The suggestions discussed above have been shown to improve the gut microbiome and gut health in general to some degree. Kick off your new year by adopting some of them into your routine and see how your gut and overall health change. Keep in mind that changes do not occur overnight and can vary from individual to individual so you may need to be patient. While it can be beneficial to your gut health to adopt an overall healthy lifestyle, you should still talk with a medical professional if you are going to make major dietary changes, major lifestyle changes or begin taking supplements.



[1]Oskar Adolfsson, Simin Nikbin Meydani, Robert M Russell, Yogurt and gut function, The American Journal of Clinical Nutrition, Volume 80, Issue 2, August 2004, Pages 245–256,


[3] Suez, J., Korem, T., Zeevi, D., Zilberman-Schapira, G., Thaiss, C. A., Maza, O., Israeli, D., Zmora, N., Gilad, S., Weinberger, A., Kuperman, Y., Harmelin, A., Kolodkin-Gal, I., Shapiro, H., Halpern, Z., Segal, E., & Elinav, E. (2014). Artificial sweeteners induce glucose intolerance by altering the gut microbiota. Nature, 514(7521), 181–186.

[4] Francisco Javier Ruiz-Ojeda, Julio Plaza-Díaz, Maria Jose Sáez-Lara, Angel Gil, Effects of Sweeteners on the Gut Microbiota: A Review of Experimental Studies and Clinical Trials, Advances in Nutrition, Volume 10, Issue suppl_1, January 2019, Pages S31–S48,

[5] Sorrenti, V., Ali, S., Mancin, L., Davinelli, S., Paoli, A., & Scapagnini, G. (2020). Cocoa Polyphenols and Gut Microbiota Interplay: Bioavailability, Prebiotic Effect, and Impact on Human Health. Nutrients, 12(7), 1908.

[6] Moreno-Indias, I., Sánchez-Alcoholado, L., Pérez-Martínez, P., Andrés-Lacueva, C., Cardona, F., Tinahones, F., & Queipo-Ortuño, M. I. (2016). Red wine polyphenols modulate fecal microbiota and reduce markers of the metabolic syndrome in obese patients. Food & function, 7(4), 1775–1787.

[7] Mailing, Lucy J.; Allen, Jacob M.; Buford, Thomas W.; Fields, Christopher J.; Woods, Jeffrey A.  (2019) Exercise and the Gut Microbiome: A Review of the Evidence, Potential Mechanisms, and Implications for Human Health.
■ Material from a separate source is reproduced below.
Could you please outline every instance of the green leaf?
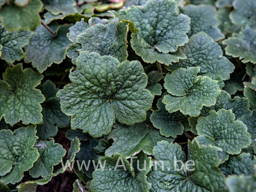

Exercise and Sport Sciences Reviews 47(2):p 75-85, April. | DOI: 10.1249/JES.0000000000000183

[8] Smith, R. P., Easson, C., Lyle, S. M., Kapoor, R., Donnelly, C. P., Davidson, E. J., Parikh, E., Lopez, J. V., & Tartar, J. L. (2019). Gut microbiome diversity is associated with sleep physiology in humans. PloS one, 14(10), e0222394.

[9] Karl, J. P., Hatch, A. M., Arcidiacono, S. M., Pearce, S. C., Pantoja-Feliciano, I. G., Doherty, L. A., & Soares, J. W. (2018). Effects of Psychological, Environmental and Physical Stressors on the Gut Microbiota. Frontiers in microbiology, 9, 2013.